Activist Javed Anand, a member of Teesta’s NGO, said the judgment could set a precedent in the other riot cases. The Supreme Court hearing on the cases, including those involving the riots at Gulbarg Society and Naroda-Patia, is on April 21.

Briefing reporters on the judgment, Teesta said the ruling was apparently a long one. “From what I have learnt from our lawyers in Delhi, it is a speaking judgment, powerfully worded on the state of affairs in Gujarat.”

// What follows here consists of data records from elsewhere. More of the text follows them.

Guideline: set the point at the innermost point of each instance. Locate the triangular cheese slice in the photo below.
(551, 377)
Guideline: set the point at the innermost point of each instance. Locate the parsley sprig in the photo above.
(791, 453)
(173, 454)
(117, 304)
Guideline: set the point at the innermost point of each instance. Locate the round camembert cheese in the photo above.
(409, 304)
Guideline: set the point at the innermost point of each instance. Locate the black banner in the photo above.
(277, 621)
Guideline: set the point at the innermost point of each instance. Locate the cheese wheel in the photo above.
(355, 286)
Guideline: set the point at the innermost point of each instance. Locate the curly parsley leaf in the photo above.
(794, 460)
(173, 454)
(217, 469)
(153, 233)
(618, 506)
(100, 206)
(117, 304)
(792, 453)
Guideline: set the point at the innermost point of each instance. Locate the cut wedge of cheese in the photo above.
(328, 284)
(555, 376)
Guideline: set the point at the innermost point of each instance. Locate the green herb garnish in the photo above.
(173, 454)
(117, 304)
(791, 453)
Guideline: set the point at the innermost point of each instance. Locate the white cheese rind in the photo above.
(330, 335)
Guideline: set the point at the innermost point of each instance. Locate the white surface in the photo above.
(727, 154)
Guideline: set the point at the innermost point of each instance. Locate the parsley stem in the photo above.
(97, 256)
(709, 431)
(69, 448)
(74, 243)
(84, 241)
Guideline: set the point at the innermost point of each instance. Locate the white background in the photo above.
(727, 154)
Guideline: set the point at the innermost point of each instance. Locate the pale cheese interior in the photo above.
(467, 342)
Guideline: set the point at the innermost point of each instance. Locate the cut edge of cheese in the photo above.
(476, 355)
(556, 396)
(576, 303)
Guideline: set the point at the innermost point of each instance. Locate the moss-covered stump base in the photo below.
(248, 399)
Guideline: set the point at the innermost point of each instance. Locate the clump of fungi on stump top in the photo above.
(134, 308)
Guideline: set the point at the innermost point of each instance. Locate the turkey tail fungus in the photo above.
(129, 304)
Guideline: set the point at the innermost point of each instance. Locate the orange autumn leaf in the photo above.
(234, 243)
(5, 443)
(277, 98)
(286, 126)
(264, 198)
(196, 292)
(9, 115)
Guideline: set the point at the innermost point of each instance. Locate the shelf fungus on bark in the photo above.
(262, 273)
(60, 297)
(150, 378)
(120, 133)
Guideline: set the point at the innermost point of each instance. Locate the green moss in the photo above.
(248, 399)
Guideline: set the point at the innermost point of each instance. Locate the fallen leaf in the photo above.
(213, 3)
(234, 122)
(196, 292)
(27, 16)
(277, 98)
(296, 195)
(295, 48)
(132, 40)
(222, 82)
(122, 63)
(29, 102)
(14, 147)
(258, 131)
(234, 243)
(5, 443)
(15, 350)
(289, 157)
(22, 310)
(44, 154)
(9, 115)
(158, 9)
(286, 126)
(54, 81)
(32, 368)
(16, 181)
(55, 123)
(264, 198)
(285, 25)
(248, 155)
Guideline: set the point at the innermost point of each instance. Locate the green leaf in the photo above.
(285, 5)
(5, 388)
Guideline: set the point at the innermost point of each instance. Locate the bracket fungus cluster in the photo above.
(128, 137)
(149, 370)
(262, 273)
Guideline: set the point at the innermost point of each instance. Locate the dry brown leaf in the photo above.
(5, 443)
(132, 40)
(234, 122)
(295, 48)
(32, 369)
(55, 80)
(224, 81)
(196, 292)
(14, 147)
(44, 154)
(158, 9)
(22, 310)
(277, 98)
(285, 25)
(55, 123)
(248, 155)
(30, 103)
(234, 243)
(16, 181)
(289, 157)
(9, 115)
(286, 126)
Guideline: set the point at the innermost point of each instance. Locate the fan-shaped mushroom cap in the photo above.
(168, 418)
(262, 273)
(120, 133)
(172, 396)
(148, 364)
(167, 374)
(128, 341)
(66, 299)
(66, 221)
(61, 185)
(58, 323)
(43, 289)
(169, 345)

She, however, declined to go into the judgment details, saying she was yet to see a copy of it. “We have to wait to see how the transfer of cases takes effect. We had sought the transfer under provisions 173 (8) of the CrPC. Now, possibly, it should restart from scratch with the SC issuing a proviso to the DGP of Maharashtra to reinvestigate the case.”

New public prosecutors would have to be appointed and the victims would have a watching advocate during the retrial, she said.

The activist emphasised it would be seen to that the Gujarat government bore the costs for witnesses if they had to travel out of Gujarat to depose. But she parried queries on what effect the judgment might have on the Lok Sabha elections in Gujarat on April 20. “All I can say is there are some Hindus who would like to see justice being done to the victims of riots.”

Asked if chief minister Narendra Modi should step down, Teesta said her stand on Modi was clear and she would not like to repeat it. “But legally speaking, we hope this judgment would be a trend-setter so far as the Gujarat riot cases go,” she added.

In Mumbai, poet and film lyricist Javed Akhtar, who had also pressed for a retrial, said the ruling gave more strength to his “faith that justice and secularism can still be availed of in this country”.

“We salute the Supreme Court,” he said.

Advertising guru Alyque Padamsee, who, too, was part of the NGO’s initiative like Akhtar, said: “It means that those with parochial, communal tendencies would have to think twice before embarking on a route,” he said.